Telluride test of High Tension line and insulators

HIGH TENSIONS AND THE TRANSMISSION

OF ELECTRIC ENERGY.

SEVERAL of our subscribers, says La Nature, have asked us for some information as to how high a tension can now be reached for the transmission of electric energy. The question is an important one and has been the subject of much study since the publication by The Electrical World, in 1898, of a paper presented to the American Institute of Electrical Engineers, at Omaha, by Mr. Charles Scott, chief electrician of the Westinghouse Electric and Manufacturing Company.

Fig. 1. — Glass and Porcelain Insulators Fixed Upon Arms Attached to Poles.

We shall endeavor to make a resume of this paper and give its conclusions.

In 1891, the Westinghouse Company made an installation of a transmission of motive force of 10,000 volts between San Bernardino and Pomona, in California. In the first place, it tried transformers, and afterward resolved to make some experiments on high tension upon insulators and lines. With insulators mounted upon wood and with an efficient difference of potential of 50,000 volts, the loss was about 8 watts per insulator. Very numerous experiments were made with nine wires, 60 feet in length, placed horizontally and parallel at a distance of 4 inches apart, and supplied by currents of a frequency of 60 and 185 periods per second. The losses were slight up to 20,000 volts, but afterward increased till they reached about 1,200 watts for 30,000 volts. The losses diminished rapidly in measure as the distance increased; and it was found that the loss for the distance of 4 inches and at 28,000 volts was the same as the loss for that of 16 inches and at 36,000 volts. It was likewise observed with the wires that starting from 20,000 volts, they commenced to become luminous and to hiss, and that the luminous sheath and the sound gradually increased, while the experimental hall became charged with ozone.

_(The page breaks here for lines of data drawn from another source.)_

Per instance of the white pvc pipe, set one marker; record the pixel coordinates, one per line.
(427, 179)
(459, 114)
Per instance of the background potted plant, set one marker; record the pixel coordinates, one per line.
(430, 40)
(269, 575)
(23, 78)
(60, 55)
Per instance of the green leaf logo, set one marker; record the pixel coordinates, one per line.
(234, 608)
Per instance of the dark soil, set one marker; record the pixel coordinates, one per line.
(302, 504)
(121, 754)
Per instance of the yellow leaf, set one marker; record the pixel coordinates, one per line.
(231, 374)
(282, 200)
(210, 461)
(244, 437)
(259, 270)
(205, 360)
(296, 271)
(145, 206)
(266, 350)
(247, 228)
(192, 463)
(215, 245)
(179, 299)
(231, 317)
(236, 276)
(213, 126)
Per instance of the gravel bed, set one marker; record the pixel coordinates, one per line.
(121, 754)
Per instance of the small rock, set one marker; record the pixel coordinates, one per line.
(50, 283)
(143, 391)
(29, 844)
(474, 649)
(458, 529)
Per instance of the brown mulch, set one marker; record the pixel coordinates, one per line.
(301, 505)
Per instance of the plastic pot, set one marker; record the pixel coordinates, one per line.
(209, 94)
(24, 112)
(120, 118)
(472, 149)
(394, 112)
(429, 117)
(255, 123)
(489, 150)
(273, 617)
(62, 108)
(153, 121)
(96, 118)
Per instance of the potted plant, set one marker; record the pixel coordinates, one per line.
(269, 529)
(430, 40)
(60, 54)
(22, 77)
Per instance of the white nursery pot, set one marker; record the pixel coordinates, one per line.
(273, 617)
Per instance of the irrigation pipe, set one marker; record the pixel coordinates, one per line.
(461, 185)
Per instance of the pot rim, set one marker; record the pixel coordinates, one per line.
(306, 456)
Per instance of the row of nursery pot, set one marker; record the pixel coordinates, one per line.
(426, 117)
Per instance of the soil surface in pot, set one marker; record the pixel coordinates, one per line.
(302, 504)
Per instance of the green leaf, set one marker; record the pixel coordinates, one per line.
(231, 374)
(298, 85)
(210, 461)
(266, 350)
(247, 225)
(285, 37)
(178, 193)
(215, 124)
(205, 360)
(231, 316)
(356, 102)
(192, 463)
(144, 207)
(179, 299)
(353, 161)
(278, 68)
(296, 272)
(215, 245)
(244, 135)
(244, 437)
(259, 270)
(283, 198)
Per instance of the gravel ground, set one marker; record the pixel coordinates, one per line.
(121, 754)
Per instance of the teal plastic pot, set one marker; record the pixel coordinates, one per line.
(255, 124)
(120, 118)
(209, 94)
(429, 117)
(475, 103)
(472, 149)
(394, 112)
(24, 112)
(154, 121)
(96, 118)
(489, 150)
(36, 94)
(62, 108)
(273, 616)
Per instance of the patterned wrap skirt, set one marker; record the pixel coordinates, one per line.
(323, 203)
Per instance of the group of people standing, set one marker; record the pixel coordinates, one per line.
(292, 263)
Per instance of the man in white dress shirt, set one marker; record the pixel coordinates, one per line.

Some new experiments were afterward made between the central generating station at Ames, Colorado, and Gold King Mill, at a distance of about two and a quarter miles. A synchronous motor of 100 horse power was installed in the mill, and the energy was transmitted at the most varied differences of potential. The line, which was formed of iron wire, 0.156 of an inch in diameter, was fixed upon glass and porcelain insulators, carried upon 62 poles, each provided with three arms (Fig. 1), the highest of which was 26.25 feet above ground. Each arm carried two insulators of the same type; the upper arm, two large glass ones; the intermediate arm, two small glass ones;, and the lower arm, two large porcelain ones. Fig. 2 shows the details of the insulators tried.

Fig. 2. — Insulators Tried With High Tension at Ames, Colorado.

The experiments were made in December, 1895, with a tension of from 25,000 to 33,000 volts, now empty and now at the charge of 100 horse power mentioned above. In January, 1896, the tension was raised to 45,000 volts for seven days, and, at the end of the month of March, there were begun some experiments at 50,000 volts that lasted thirty-seven days in succession, and that were interrupted only by the damaging of a transformer by a stroke of lightning.

During these experiments, says the report, the climatic conditions were at times very unfavorable, since violent wind storms, clouds of dust. snow (sometimes wet), and rain occurred. At 50,000 volts the wires were plainly visible during the night; and at a distance of several hundred yards was heard the hissing characteristic of currents of a high tension. A few measurements were made at this time, and it was found that the losses were feeble below 45,000 volts, but rapidly increased beyond 50,000, and reached 16.4 kilowatts at 59,000.

Fig. 3. — Types of Insulators. 1. Insulator Tried at Provo at 40,000 Volts. 2. Insulator Employed by the Colorado.

Similar experiments were made at Pittsburg and Niagara, and the results obtained were the same.

Among the present high tension transmissions may be mentioned the installation at Provo, Utah, of the Telluride Power Transmission, which transmits a power of 500 kilowatts at an efficient difference of potential of 40,000 volts to a distance of 33 1/3 miles. Fig. 3 (No. 1) shows the type of insulator used by the Colorado Electric Power Company, which transmits power at 20,000 volts.

It is of interest to give, in a few words, the conclusions that the Americans have drawn from their experiments. Upon a high tension line, the losses by insulators are of slight consequence, and the losses by wires are feeble in climates in which the air is pure. In a transmission there is always a maximum tension that is the most economical. Porcelain and glass insulators have, both of them, their advantages and their disadvantages, which are comparable. It is estimated that the distance to which a given power can be economically transmitted is equal to about five times the efficient tension in kilowatts. The power to be transmitted is also limited to a given distance by reason of economy.

These experiments are truly important, and teach us that, in the present state of science, electric transmissions of energy can be made at 50,000 volts to distances of 180 miles.